A perspectiva de entender esse tema da profissionalização cultural perpassa por vários conceitos e ideologias. Ideologia, na forma como muitos profissionais da arte e da cultura percebem a arte, não como um bem com alto valor agregado, mas somente uma forma de manifestação e protesto. E conceitos, pela dificuldade em padronizar um significado para a cultura, num país em que cada estado tem suas regionalidades e ressignificações artísticas e patrimoniais bem distintas.
Na iniciativa privada, os grandes eventos culturais realizados em Goiás pouco se utilizam de mão de obra local. A possibilidade, mais viável e prática, de discutir essa problemática é o investimento em cursos de formação ou aperfeiçoamento na área cultural. A este respeito, o ex-ministro da Cultura, Gilberto Gil, foi uma das primeiras pessoas a levantar este debate sobre a profissionalização da mão de obra cultural. Durante discurso em aula inaugural de Produção Cultural na Universidade Federal Fluminense, Gil apontou para o cerne do problema da gestão cultural: “Um dos desafios centrais para o fortalecimento da produção e da difusão de bens e serviços culturais no Brasil é a capacitação profissional e, nesse processo, a universidade é fundamental” (BRASIL. MINC, 2012). Na gestão de Gilberto Gil houve incentivos de parceria com o MEC (Ministério da Educação) na intenção de promover cursos de qualificação e capacitação profissional para a área cultural. Porém essa intencionalidade não conseguiu mudar o cenário atual da gestão cultural no país e nem em Goiás.
CONSIDERAÇÕES FINAIS
Numa economia globalizada as dinâmicas culturais, econômicas e territoriais numa escala local e regional disputam espaço e relevância com os mercados globais. A massificação do uso das tecnologias de informação e comunicação proporcionaram à sociedade esse contato com culturas de diversos países. Esse artigo acadêmico tentou contribuir para uma reflexão dos atores sociais e políticos locais, a fim de valorizar os seus recursos materiais e imateriais oriundos das tradições territoriais e culturais, a favor de um desenvolvimento regional que possa estimular a melhoria da qualidade de vida e do crescimento econômico no estado de Goiás.
Essa valorização dos costumes e hábitos culturais locais como instrumento de promoção ao desenvolvimento tem sido gradual e lento. A ausência da profissionalização desses atores sociais locais envolvidos com a economia da cultura é um fator que contribui para esse lento desenvolvimento econômico e social. Atuar nessa atividade como explica Brant (2009) é exigir desse profissional conhecimentos que vão além dos específicos da cultura.

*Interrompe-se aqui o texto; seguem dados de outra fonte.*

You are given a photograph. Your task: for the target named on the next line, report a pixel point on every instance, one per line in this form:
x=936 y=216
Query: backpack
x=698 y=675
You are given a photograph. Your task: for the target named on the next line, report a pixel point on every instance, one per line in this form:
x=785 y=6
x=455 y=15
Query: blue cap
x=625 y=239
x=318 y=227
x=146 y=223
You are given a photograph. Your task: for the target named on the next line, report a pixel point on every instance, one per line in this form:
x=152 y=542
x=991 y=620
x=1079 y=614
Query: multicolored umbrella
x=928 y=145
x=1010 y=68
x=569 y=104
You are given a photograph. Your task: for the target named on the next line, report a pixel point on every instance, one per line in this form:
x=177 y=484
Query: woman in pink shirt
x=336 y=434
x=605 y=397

É entender o mercado que está inserido, numa visão holística e crítica, que o faça dialogar com todas as partes envolvidas nessa cadeia de produção.

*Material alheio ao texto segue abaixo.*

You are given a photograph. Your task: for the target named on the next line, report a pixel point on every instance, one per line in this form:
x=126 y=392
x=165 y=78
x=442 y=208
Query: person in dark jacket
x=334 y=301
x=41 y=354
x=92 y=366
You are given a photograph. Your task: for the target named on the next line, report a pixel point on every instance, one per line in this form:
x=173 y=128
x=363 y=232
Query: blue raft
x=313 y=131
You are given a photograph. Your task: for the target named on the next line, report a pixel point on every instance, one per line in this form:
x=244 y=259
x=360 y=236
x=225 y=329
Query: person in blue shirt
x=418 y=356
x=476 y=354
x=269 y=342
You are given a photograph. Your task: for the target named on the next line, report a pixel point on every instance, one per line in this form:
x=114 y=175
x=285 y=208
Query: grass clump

As políticas públicas culturais estabelecidas na CF de 1988 (BRASIL, 1988) e posteriormente em estados e municípios é um desses instrumentos capazes de promover o desenvolvimento local de maneira integrada entre as regiões. Seja por meio da promoção da diversidade cultural e da formação de uma identidade local e regional, as políticas públicas implementadas por estados e municípios precisam “[...] ultrapassar os limites da pasta da cultura e envolver o setor privado e a sociedade civil” (REIS, 2007, p. 140), na intenção de aperfeiçoar esse instrumento político num contexto de coletividade e união entre os atores locais.
Esse novo papel da cultura como estratégia de desenvolvimento regional permite aos municípios e por conseguinte ao Estado de Goiás, propor projetos e empreendimentos culturais para alavancarem à economia local. Porém observa-se uma ausência de infraestrutura institucional e de governança que os inibem propor projetos culturais que contemplem a diversidade cultural e a identidade local. Poucos são os empreendimentos culturais que valorizam a identidade e as características locais. Segundo Reis (2007) esse processo de exclusão das minorias e das suas manifestações culturais é resultado dos privilégios obtidos pelas elites nacionais vindas dos séculos passados. Além disso, a falta de pessoas qualificadas nesses municípios para pensarem e trabalharem alternativas para a promoção do desenvolvimento regional ficou bem evidente, ao constatar que os esforços do poder público e da sociedade ainda continuam na questão industrialização para alcançar uma qualidade de vida e bem-estar social.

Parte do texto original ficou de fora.